Claude Gagnon ne croit pas non plus en la cannibalisation entre les quotidiens gratuits et les quotidiens vendus. Comme l’information dans la presse gratuite est parcellaire, il pense que s’il y avait un quotidien du genre à Québec, «après un certain temps, les gens migreraient vers un quotidien vendu, qui offre des contenus beaucoup plus complets.» Les gratuits développent donc le goût de s’informer du citoyen. Comme le dit M. Gagnon, il voudra éventuellement mieux comprendre des enjeux de société et un bon moyen d’y parvenir est de se procurer un journal payant de qualité, lui offrant analyses et explications. Les journaux payants ne doivent donc plus nécessairement voir une menace directe dans les quotidiens gratuits.

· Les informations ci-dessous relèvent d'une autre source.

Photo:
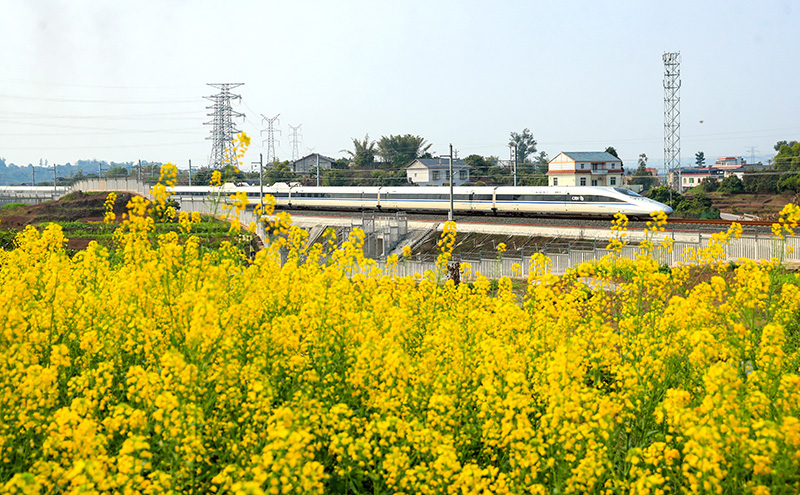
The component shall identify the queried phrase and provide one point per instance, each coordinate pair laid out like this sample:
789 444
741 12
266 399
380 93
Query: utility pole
270 136
450 213
450 172
260 177
223 130
752 155
295 140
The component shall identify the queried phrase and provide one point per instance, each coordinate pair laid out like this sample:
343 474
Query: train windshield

La formule du MédiaMatinQuébec
Le MédiaMatinQuébec a maintenant fait sa marque à Québec, malgré le fait qu’il soit un moyen de pression des employés en lock-out du Journal de Québec. Selon l’éditeur, c’est la formule que les lecteurs apprécient : beau, dégagé, avec des photos et des textes de nouvelles qui intéressent les gens. Les gens aiment beaucoup le local, a remarqué M. Bolduc. Ils adorent le journal, ils le disent, ils se le passent, ajoute-t-il. La formule semble donc gagnante pour le MédiaMatinQuébec. Un quotidien gratuit lancé de façon traditionnelle ne pourrait malheureusement pas avoir le même contenu que le journal des employés en lock-out, car il bénéficie de beaucoup d’effectifs dans sa salle de rédaction. Par contre, comme la formule de l’information locale est gagnante, une entreprise de presse qui lancerait un quotidien gratuit, après la fermeture éventuelle du MédiaMatinQuébec, devrait mettre l’accent sur ce type d’information, pour aller chercher le public de ce journal.

Il est temps de foncer
Malgré les hauts et les bas, Québec reste un marché potentiel intéressant, selon M. Giroux. «Chacun pense que ce n’est pas encore le moment, que le marché n’est pas prêt, n’est pas mûr», explique M. Giroux en parlant des grands groupes de presse Transcontinental, Gesca et Quebecor. Les derniers essais dans des marchés comparables à celui de Québec ont bien fonctionné, selon M. Giroux. Les groupes de presse ne devraient donc pas hésiter à se lancer dans le projet d’un quotidien gratuit. «S’ils ne le font pas, ils courent le risque que quelqu’un d’autre la fasse d’abord à leur place et vienne gruger leurs annonceurs, réduire le nombre de leur lecteurs et ait un effet négatif sur eux, sans qu’ils puissent autrement se rattraper», affirme M. Giroux. Il est évident que les entreprises perdent de l’argent les premières années, mais c’est normal, car les investissements initiaux sont importants. Il ne faut pas s’arrêter à cela, selon M. Giroux, car les retombées en lectorat finissent souvent par être intéressantes, puisque certains publics qui ne lisent habituellement pas de quotidiens, se sentent interpellés par la presse gratuite.

Une ville ouverte
Bref, les avis sont partagés sur l’avenir de la presse gratuite à Québec. La ville ne correspond pas au type d’environnement où est habituellement lancé un gratuit certes, mais un journal du genre aurait un potentiel à développer. Le MédiaMatinQuébec prouve d’ailleurs qu’il y a un attrait pour ce type de presse dans la population de Québec. Il suffit maintenant d’exploiter cette nouvelle avenue.